BIG DATA IN BIOMEDICINE AND HEALTH - 2025/6

Module code: BMSM034

Module Overview

The availability of large-scale public biomedical, health, and clinical data from a variety of open sources can be leveraged for advancements in research, innovation, and improvement of healthcare. For example, the power of Artificial Intelligence lies in Big Data to a great extent, and this is very much the case in the health and biomedical domains. While there is a significant growth in available large-scale patient-level, and molecular data, as well as other social and environment information, these resources are rarely integrated and thoroughly mined to maximize gained knowledge. Developing the skillsets that can bring together data from disparate sources will serve our students in becoming future leading data scientists and informaticians, by enabling integrative, large-scale analyses that can produce novel insights and high impact outputs.

 

This introductory module will provide students with an overview of the key concepts related to Big Data, what it is, how it’s generated in biomedicine, how it’s stored, how to handle it, how to link it, the issues that come with analysing big data, and the benefits that Big Data may bring to research, discovery and innovation in health and biomedicine. The module will further introduce students to a range of open Big Data resources in the field; including how to access these, and the potential uses for these datasets.

 

Primarily, the module will focus on an introduction to the UK Biobank as one such Big Data resource. This will provide the background, knowledge and understanding that will feed into all other modules in the MSc course.

 

One of the most extensive resources in health, wellness, and lifestyle is the UK Biobank.

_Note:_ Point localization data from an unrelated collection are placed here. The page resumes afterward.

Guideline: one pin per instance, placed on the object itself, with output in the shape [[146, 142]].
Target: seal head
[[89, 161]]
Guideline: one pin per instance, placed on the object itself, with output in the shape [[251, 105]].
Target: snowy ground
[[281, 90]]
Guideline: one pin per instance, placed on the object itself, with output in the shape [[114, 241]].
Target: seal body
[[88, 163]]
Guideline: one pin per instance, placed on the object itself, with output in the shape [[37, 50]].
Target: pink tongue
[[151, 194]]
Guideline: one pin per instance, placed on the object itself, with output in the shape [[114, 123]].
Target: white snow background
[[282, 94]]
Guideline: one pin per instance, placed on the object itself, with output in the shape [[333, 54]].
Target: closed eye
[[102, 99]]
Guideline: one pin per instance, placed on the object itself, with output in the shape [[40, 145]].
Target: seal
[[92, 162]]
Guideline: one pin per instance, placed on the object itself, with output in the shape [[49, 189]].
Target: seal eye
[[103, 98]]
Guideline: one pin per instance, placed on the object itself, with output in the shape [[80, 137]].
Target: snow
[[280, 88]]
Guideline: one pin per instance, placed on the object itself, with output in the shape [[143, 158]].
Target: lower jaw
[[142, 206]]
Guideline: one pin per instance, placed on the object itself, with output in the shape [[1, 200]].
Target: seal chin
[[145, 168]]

UK Biobank recruited 503,000 volunteers aged 40-69 in the years 2006-10. These volunteers completed (and continue to complete further) detailed questionnaires on their health and lifestyle (e.g. food preferences). At the same time, physical measurement data were collected and a number of biological samples were obtained (e.g. plasma, urine, saliva). All of the participants have been genotyped and they will all have whole-genome sequencing available in 2023. Extensive biochemical analysis of blood and other samples will be an ongoing process over the coming years. A further development is the acquisition of multi-modal imaging involving brain, cardiac and body magnetic resonance imaging (MRI), dual-energy x-ray absorptiometry (DXA)

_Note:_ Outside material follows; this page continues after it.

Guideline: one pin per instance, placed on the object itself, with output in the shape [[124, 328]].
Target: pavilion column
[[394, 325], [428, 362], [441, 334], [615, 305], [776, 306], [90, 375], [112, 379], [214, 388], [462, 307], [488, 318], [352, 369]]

and carotid ultrasound, in approximately 100,000 participants. This imaging data adds to longitudinal follow-up data from web-based questionnaires and access to Hospital Admission Statistics (HES) data, cancer registries, and primary health care records of UK Biobank volunteers. UK Biobank is acquiring data on the plasma metabolome and proteome in blood. This huge amount of clinical, genomic, genotypic, proteomic, metabolome and questionnaire responses, is a resource from which much can be learned about Big Data, and how this can be used for research and innovation in disease risk, environment and health, biomarkers for wellness, diet and disease, and many other areas.

Module provider

School of Health Sciences

Module Leader

GEIFMAN Nophar (Health Sci.)

Number of Credits: 15

ECTS Credits: 7.5

Framework: FHEQ Level 7

Module cap (Maximum number of students): 35

Overall student workload

Workshop Hours: 12

Independent Learning Hours: 100

Lecture Hours: 18

Tutorial Hours: 6

Guided Learning: 10

Captured Content: 4

Module Availability

Semester 1

Prerequisites / Co-requisites

None

Module content

This module (and the MSc course as a whole) is structured around existing large data resources, giving our students the unique opportunity to build a portfolio of experiences in real world data handling, analysis, and interrogation.

 

It is a requirement to understand from whence data emanated in order to use it effectively. Thus, within this module we will teach the nature of Big Data in health and biomedicine, such as that generated by ‘omics techniques and electronic health records, followed by detail on how the data can be safely accessed, and used correctly and appropriately. This will directly feed into learning across following modules, including practical analysis sessions and module assessments on these data, as well as the student dissertations.

 

Through a series of lectures and workshops, the module will cover the following topics:


  • What is big data?

  • What are the origins of Big Data in biomedicine?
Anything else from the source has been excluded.